Believe it or not, there's a fifth basic taste. It is called umami and was discovered by a Japanese scientist almost a hundred years ago in 1908, when he isolated amino acids (or glutamates) from seaweed. Umami is difficult to define, but can be loosely translated as either savory, meaty or broth-like.
Since this fifth basic taste is not so well-known and even misunderstood at times, the Food and Nutrition Research Institute recently held a round table discussion about umami at Café Ysabel in San Juan. The event sought to develop a common and in-depth understanding of the fifth basic taste through a technical, scientific, anthropological and layman's point of view. Among those who attended were: Dr. Mario Capanzana, director FNRI, DOST; Dr. Josefa S. Eusebio, Glutamate Association of the Philippines; Dr. Nemencio A. Nicodemus Jr., vice chairman of Academic Affairs and associate professor, Department of Biochemistry and Molecular Biology, College of Medicine, UP; Dr. Soledad Natalia M. Dalisay, Associate professor, Department of Anthropology, College of Social Sciences and Philosophy, UP; Chef Gene R. Gonzales, president, Center for Asian Culinary Studies; and Dr. Adela Jamorato-Ruiz, director, Curicculum Planning and Development, Polytechnic University of the Philippines. Mrs. Celeste C. Tanchoco of the Nutrition Science and Technology Division of the FNRI, DOST, served as the event moderator.

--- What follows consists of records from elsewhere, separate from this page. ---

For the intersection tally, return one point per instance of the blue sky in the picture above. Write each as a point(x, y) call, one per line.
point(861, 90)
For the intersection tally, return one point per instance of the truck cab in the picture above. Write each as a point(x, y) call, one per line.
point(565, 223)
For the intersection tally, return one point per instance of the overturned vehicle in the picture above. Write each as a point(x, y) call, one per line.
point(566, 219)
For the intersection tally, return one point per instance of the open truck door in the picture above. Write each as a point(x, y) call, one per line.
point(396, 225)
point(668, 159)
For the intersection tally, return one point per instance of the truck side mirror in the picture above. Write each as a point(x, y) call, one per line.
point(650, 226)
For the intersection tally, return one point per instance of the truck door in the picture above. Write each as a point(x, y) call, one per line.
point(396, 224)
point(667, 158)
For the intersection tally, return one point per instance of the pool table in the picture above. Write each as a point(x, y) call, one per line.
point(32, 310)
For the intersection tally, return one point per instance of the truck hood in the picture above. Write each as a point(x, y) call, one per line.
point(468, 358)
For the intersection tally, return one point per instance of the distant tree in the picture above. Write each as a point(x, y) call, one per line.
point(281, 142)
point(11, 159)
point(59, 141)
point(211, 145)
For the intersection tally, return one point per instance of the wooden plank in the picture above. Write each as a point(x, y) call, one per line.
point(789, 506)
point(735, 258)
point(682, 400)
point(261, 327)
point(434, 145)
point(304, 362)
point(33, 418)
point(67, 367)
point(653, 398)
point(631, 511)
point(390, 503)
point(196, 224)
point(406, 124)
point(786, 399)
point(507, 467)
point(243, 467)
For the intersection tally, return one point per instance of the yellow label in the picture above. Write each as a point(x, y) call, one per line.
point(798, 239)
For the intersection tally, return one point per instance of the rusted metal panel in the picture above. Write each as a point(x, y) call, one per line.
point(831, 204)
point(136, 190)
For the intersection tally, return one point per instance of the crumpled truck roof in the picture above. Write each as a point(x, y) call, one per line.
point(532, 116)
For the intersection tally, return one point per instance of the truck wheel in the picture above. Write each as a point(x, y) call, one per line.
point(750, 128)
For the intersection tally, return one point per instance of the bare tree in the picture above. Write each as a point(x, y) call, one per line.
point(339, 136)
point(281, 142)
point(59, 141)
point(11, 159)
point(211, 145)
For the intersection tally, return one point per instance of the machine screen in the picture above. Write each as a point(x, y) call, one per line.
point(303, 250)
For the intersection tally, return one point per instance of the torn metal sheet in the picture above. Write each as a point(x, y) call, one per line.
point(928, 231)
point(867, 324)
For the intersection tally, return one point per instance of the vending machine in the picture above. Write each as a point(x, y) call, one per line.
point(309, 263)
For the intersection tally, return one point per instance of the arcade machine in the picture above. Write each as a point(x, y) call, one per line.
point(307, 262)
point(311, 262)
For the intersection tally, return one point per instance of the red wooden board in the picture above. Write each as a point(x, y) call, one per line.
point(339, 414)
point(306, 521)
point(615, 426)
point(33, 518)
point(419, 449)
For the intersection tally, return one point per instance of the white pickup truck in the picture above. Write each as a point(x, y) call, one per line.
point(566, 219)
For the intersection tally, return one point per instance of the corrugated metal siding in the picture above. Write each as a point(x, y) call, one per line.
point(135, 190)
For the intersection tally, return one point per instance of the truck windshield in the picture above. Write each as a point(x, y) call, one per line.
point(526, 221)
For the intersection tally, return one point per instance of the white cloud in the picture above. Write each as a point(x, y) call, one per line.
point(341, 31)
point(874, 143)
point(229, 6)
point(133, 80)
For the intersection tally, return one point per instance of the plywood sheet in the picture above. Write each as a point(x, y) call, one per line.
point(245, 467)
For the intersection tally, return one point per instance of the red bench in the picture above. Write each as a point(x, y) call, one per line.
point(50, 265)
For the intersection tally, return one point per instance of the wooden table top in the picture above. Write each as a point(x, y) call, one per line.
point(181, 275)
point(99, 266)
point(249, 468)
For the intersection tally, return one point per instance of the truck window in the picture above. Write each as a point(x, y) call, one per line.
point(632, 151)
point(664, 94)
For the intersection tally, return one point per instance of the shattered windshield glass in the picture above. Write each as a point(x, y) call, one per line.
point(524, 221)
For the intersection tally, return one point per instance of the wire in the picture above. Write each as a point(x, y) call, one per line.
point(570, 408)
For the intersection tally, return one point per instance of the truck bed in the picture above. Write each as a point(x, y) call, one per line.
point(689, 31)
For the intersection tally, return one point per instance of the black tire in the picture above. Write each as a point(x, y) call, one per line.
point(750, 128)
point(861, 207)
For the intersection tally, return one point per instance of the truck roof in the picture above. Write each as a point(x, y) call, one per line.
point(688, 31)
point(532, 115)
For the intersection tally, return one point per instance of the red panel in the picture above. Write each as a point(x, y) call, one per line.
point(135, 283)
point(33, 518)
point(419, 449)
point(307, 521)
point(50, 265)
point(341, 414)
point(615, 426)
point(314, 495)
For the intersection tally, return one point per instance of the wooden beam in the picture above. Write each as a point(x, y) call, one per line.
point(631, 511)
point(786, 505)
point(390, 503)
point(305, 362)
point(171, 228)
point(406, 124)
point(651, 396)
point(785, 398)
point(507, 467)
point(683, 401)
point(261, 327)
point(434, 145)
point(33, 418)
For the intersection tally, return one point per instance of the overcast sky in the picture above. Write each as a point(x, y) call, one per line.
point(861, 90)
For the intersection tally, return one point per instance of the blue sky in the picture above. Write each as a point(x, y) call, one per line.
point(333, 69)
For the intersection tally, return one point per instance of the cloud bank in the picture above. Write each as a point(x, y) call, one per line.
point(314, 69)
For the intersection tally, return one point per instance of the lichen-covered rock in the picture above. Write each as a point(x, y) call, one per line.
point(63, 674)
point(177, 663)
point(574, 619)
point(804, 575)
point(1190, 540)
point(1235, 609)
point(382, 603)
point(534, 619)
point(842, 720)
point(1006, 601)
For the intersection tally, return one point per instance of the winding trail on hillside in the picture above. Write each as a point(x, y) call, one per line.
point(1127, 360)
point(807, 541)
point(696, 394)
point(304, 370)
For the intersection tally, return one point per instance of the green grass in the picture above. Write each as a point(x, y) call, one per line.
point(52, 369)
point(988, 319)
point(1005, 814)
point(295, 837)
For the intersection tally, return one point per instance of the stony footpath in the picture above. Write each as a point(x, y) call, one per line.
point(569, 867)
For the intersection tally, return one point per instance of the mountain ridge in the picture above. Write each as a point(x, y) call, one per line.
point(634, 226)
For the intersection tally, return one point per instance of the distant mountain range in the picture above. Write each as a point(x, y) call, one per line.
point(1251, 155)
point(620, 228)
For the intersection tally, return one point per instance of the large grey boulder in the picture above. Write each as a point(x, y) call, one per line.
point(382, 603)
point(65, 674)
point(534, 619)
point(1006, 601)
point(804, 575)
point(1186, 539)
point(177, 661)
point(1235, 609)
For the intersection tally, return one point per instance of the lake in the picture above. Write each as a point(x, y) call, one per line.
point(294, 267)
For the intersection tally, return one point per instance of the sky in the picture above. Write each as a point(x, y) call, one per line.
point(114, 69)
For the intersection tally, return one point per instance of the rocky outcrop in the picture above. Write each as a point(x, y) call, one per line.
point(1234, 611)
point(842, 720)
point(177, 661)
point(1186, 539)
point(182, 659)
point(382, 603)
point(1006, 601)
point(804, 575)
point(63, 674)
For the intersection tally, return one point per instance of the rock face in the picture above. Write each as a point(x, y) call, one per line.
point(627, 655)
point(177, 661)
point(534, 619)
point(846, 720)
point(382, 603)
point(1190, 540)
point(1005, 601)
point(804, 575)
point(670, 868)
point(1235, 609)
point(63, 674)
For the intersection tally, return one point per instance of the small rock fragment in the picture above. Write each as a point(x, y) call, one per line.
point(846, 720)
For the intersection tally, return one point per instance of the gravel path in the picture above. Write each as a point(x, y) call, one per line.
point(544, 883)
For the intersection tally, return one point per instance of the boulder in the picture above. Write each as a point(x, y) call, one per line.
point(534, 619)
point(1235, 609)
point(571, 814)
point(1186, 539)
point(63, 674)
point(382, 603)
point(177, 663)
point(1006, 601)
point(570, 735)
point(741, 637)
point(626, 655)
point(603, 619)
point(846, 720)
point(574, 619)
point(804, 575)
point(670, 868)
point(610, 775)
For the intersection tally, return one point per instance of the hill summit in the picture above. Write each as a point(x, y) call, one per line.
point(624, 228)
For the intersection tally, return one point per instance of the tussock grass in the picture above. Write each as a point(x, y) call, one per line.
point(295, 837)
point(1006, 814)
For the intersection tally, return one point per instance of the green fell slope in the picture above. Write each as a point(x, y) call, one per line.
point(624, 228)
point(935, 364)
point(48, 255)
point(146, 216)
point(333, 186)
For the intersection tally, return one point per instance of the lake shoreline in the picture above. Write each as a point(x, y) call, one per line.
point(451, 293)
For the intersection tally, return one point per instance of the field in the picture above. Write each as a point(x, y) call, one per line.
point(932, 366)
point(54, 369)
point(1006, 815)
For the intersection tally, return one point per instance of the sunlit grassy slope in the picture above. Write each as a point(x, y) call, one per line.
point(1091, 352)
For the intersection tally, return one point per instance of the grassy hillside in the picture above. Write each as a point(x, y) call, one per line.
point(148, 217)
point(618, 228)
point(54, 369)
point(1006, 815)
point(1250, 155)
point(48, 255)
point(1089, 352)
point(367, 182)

But what is umami? Based on scientific studies on taste and palatability that were discussed, umami was deemed a distinctive taste that is associated with free glutamates present in foods. Food tastings, courtesy of Café Ysabel, was also conducted to show its applicability in characterizing food. Likewise, a short presentation on how umami is achieved in traditional as well as modern Filipino cooking was made.
The round table discussion was deemed a preliminary activity on a more comprehensive symposium of umami that will be held in a few months time. Until that truly ground-breaking event happens though, we may just as well impress friends by describing food as umami, thereby engendering a lively discussion on the fifth basic taste.